Global Blood Therapeutics (GBT) recently announced it has enrolled the first patient into its Phase 2 ZEPHYR clinical trial (NCT02846324), assessing the safety and effectiveness of GBT440 in treating hypoxemia in patients with idiopathic pulmonary fibrosis (IPF) who receive supplemental oxygen at rest.
Hypoxemia is a condition referring to abnormally low levels of oxygen in the blood.

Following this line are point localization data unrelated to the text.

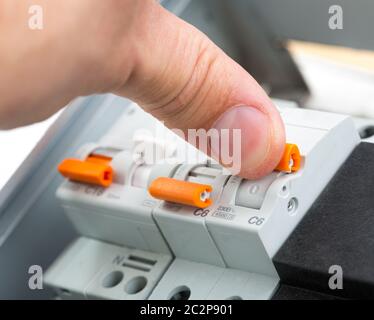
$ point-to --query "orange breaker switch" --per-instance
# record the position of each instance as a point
(291, 159)
(183, 192)
(94, 170)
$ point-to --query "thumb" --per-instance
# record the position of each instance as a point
(182, 78)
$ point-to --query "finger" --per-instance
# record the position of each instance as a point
(182, 78)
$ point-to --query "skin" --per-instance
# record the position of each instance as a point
(138, 50)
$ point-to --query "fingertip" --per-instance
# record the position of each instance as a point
(261, 141)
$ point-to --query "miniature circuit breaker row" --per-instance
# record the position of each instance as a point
(182, 230)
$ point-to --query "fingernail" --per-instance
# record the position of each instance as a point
(253, 132)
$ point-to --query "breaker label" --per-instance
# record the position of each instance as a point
(224, 213)
(255, 220)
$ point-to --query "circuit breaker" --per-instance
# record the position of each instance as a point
(137, 243)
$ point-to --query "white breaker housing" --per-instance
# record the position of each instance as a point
(138, 247)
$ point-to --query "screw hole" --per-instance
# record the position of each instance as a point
(136, 285)
(292, 206)
(180, 293)
(112, 279)
(367, 132)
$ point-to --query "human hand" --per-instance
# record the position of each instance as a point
(138, 50)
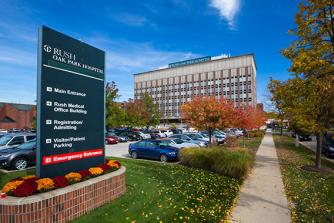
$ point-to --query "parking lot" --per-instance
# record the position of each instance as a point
(118, 150)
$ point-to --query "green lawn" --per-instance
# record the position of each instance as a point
(168, 193)
(311, 194)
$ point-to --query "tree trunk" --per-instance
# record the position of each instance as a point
(282, 130)
(318, 152)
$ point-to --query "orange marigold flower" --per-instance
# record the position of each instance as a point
(96, 171)
(28, 177)
(113, 163)
(73, 177)
(45, 184)
(10, 186)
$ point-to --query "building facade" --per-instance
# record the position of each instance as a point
(14, 115)
(170, 87)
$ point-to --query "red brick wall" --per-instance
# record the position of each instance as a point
(22, 118)
(63, 205)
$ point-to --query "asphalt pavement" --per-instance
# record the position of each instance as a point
(118, 150)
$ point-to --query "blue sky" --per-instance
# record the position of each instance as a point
(141, 35)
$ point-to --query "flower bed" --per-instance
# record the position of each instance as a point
(29, 185)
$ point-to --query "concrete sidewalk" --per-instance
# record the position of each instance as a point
(262, 197)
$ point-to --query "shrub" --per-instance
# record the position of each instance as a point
(60, 181)
(256, 133)
(25, 189)
(231, 141)
(233, 163)
(44, 184)
(73, 177)
(95, 171)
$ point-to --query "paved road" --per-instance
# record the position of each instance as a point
(262, 197)
(118, 150)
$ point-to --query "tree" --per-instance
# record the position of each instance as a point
(308, 105)
(307, 99)
(208, 113)
(115, 115)
(312, 51)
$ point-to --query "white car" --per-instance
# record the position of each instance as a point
(144, 135)
(160, 133)
(167, 132)
(179, 143)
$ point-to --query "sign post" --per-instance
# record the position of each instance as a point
(70, 104)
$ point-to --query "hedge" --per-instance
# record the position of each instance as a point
(233, 163)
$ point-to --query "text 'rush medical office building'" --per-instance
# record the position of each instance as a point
(231, 77)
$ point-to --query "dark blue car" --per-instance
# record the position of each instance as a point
(153, 149)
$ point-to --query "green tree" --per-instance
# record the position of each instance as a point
(308, 104)
(312, 51)
(307, 99)
(115, 115)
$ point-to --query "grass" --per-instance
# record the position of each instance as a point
(311, 194)
(228, 162)
(168, 193)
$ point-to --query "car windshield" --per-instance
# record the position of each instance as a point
(27, 145)
(4, 140)
(195, 136)
(165, 142)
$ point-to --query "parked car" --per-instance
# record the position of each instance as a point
(111, 138)
(144, 135)
(186, 138)
(3, 131)
(14, 130)
(328, 145)
(19, 157)
(196, 136)
(14, 139)
(122, 138)
(153, 149)
(177, 131)
(304, 137)
(179, 143)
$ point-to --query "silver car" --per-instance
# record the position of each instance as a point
(12, 140)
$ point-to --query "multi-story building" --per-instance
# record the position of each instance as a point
(231, 77)
(14, 115)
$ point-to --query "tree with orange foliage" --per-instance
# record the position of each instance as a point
(208, 113)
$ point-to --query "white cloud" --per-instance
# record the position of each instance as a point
(227, 9)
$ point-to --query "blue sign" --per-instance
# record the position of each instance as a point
(188, 62)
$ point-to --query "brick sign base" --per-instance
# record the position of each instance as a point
(65, 204)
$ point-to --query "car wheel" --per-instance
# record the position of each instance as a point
(20, 164)
(134, 155)
(163, 158)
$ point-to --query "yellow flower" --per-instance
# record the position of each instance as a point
(10, 186)
(96, 171)
(73, 177)
(45, 184)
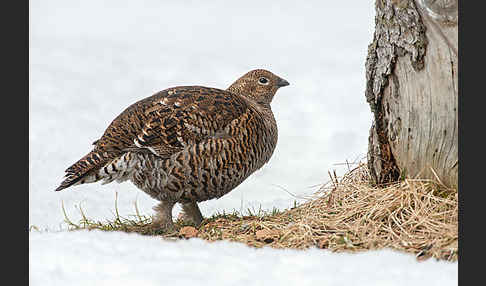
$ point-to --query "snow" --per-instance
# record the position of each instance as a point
(100, 258)
(89, 60)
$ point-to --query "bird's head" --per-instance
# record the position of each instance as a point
(259, 85)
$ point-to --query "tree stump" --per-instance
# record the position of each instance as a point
(411, 86)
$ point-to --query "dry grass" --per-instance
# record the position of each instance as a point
(347, 214)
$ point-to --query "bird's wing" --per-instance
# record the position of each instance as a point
(172, 119)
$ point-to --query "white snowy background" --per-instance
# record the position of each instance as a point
(89, 60)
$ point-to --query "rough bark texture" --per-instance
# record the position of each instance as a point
(411, 73)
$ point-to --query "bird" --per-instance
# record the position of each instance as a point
(186, 144)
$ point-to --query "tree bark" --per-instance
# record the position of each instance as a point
(411, 74)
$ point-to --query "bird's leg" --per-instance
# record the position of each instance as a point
(191, 213)
(163, 217)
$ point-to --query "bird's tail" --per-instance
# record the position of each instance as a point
(86, 169)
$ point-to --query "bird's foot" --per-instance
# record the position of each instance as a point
(162, 220)
(191, 214)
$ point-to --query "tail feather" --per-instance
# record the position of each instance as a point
(85, 170)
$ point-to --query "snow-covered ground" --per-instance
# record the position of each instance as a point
(90, 59)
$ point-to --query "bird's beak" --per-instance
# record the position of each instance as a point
(282, 82)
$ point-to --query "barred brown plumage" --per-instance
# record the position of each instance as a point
(186, 144)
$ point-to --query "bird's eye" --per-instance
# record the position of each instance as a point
(263, 80)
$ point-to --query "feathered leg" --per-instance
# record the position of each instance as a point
(192, 213)
(163, 217)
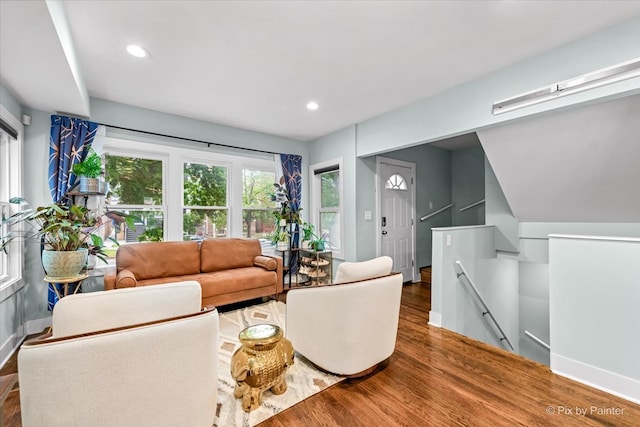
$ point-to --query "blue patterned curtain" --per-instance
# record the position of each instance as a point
(291, 170)
(69, 144)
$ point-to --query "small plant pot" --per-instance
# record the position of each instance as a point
(90, 185)
(64, 263)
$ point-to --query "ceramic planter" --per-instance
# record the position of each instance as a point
(64, 263)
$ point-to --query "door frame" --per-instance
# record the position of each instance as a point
(412, 167)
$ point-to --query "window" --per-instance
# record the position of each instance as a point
(257, 206)
(10, 186)
(136, 188)
(326, 194)
(396, 182)
(182, 192)
(205, 207)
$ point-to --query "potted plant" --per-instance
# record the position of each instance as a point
(67, 234)
(319, 243)
(89, 171)
(307, 234)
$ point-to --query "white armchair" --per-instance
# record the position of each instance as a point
(347, 328)
(141, 357)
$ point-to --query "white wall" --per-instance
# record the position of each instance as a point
(594, 316)
(453, 304)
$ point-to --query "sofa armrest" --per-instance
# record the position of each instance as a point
(110, 280)
(269, 261)
(125, 279)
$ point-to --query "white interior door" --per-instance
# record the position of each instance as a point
(396, 224)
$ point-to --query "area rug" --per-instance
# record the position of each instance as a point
(303, 379)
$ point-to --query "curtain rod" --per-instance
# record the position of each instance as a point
(209, 144)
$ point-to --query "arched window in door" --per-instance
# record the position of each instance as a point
(396, 182)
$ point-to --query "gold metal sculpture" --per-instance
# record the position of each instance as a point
(260, 364)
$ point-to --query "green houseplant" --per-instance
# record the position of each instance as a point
(67, 234)
(89, 171)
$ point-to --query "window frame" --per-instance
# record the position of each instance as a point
(11, 164)
(315, 194)
(226, 208)
(259, 166)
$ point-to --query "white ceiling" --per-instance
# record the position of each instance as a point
(255, 64)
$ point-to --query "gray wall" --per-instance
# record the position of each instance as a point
(10, 102)
(467, 185)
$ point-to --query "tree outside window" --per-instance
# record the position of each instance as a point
(329, 215)
(205, 213)
(257, 206)
(135, 187)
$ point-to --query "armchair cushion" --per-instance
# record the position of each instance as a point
(346, 328)
(94, 311)
(134, 375)
(351, 271)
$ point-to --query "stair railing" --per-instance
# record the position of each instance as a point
(442, 209)
(479, 202)
(538, 340)
(460, 272)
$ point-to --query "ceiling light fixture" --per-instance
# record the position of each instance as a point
(137, 51)
(605, 76)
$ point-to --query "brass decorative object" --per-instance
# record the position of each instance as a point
(260, 364)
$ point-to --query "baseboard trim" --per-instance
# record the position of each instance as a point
(10, 346)
(37, 325)
(435, 319)
(601, 379)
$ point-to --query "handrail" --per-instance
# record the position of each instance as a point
(538, 340)
(436, 212)
(479, 202)
(460, 271)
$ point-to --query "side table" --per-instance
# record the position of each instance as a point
(6, 385)
(67, 284)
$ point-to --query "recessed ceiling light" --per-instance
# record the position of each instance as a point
(137, 51)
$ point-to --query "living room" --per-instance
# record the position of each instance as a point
(417, 127)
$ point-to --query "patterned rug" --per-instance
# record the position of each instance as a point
(303, 379)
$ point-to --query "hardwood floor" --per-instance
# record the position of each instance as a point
(439, 378)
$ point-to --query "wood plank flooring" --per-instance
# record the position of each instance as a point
(439, 378)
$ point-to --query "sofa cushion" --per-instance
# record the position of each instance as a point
(224, 254)
(125, 279)
(238, 279)
(159, 259)
(265, 262)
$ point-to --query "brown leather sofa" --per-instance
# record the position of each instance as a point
(228, 270)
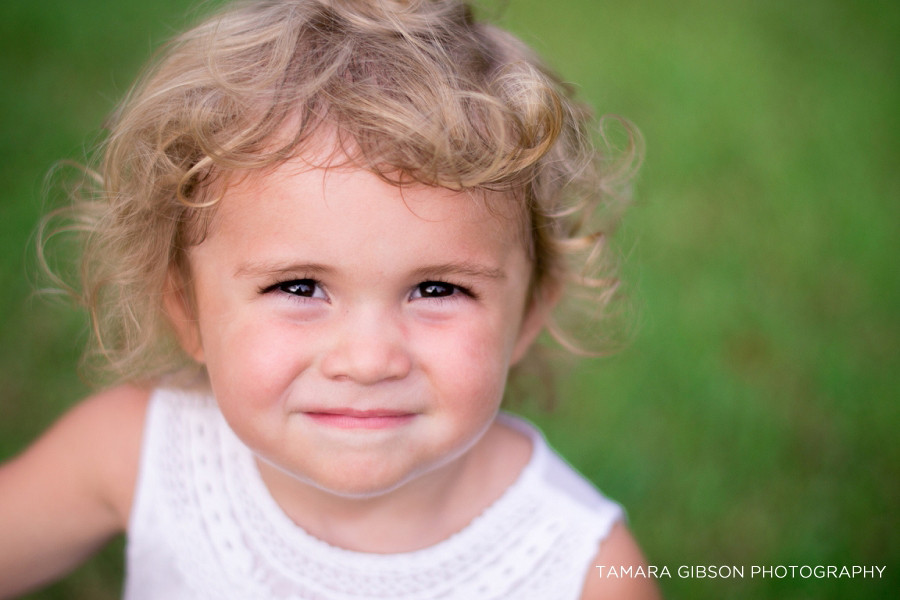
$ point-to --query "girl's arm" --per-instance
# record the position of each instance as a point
(71, 491)
(619, 550)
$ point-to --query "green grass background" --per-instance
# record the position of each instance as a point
(753, 417)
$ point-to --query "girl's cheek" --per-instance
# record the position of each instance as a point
(261, 359)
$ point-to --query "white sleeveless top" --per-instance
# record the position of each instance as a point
(203, 525)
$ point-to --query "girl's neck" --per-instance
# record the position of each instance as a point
(416, 515)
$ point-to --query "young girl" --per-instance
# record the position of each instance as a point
(326, 230)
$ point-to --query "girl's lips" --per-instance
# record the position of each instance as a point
(360, 419)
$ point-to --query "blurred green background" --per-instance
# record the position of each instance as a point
(753, 417)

It is common for IPF patients to suffer from hypoxemia, and often causes patients to feel breathless and fatigue.
GBT440 is a modifier that works by increasing hemoglobin’s affinity for oxygen.
According to a press release, recent research suggests that hemoglobin modifiers like GBT440 have the potential to restore hemoglobin function and increase oxygen uptake in the lungs, resulting in improved oxygen delivery to tissues.
In animal models, GBT440 demonstrated increased oxygen saturation levels in pulmonary fibrosis and severe hypoxia. Based on these findings, GBT440 is now being evaluated for its potential in treating hypoxemia in IPF patients.
The ZEPHYR clinical trial was designed as an open-label study to evaluate GBT440 in a broad range of patients with IPF, including those who are on supplemental oxygen at rest and patients who do not use oxygen at rest but become hypoxemic with exercise.
The trial will evaluate 16 IPF patients who are receiving supplemental oxygen at rest, ages 45 to 80. Each will receive 900 mg of oral treatment on a daily basis.
“Although supplemental oxygen is an important treatment for IPF patients with hypoxemia, it’s also a burden due to the mobility restrictions posed by oxygen delivery devices and as a result adherence to therapy may be limited,” said Ted W. Love, MD, GBT’s president and CEO. “Allowing patients to be oxygen-independent or reducing their need for oxygen would be very beneficial for this patient population.”
The trial’s primary endpoint will be the evaluation of the effects of GBT440 on oxygen saturation at rest over 90 days. Secondary endpoints include evaluating the effect of GBT440 on the requirement of supplemental oxygen, the six-minute walk distance (6MWD) test (which assesses exercise capacity), and overall quality of life using patient-reported outcomes. The study will also evaluate the tolerability and pharmacokinetics of GBT440.
“This Phase 2a study will provide further important evidence to validate GBT440’s unique hypoxemia-targeting mechanism of action. We believe that GBT440 has the potential to be a promising therapeutic option for IPF patients,” Love said.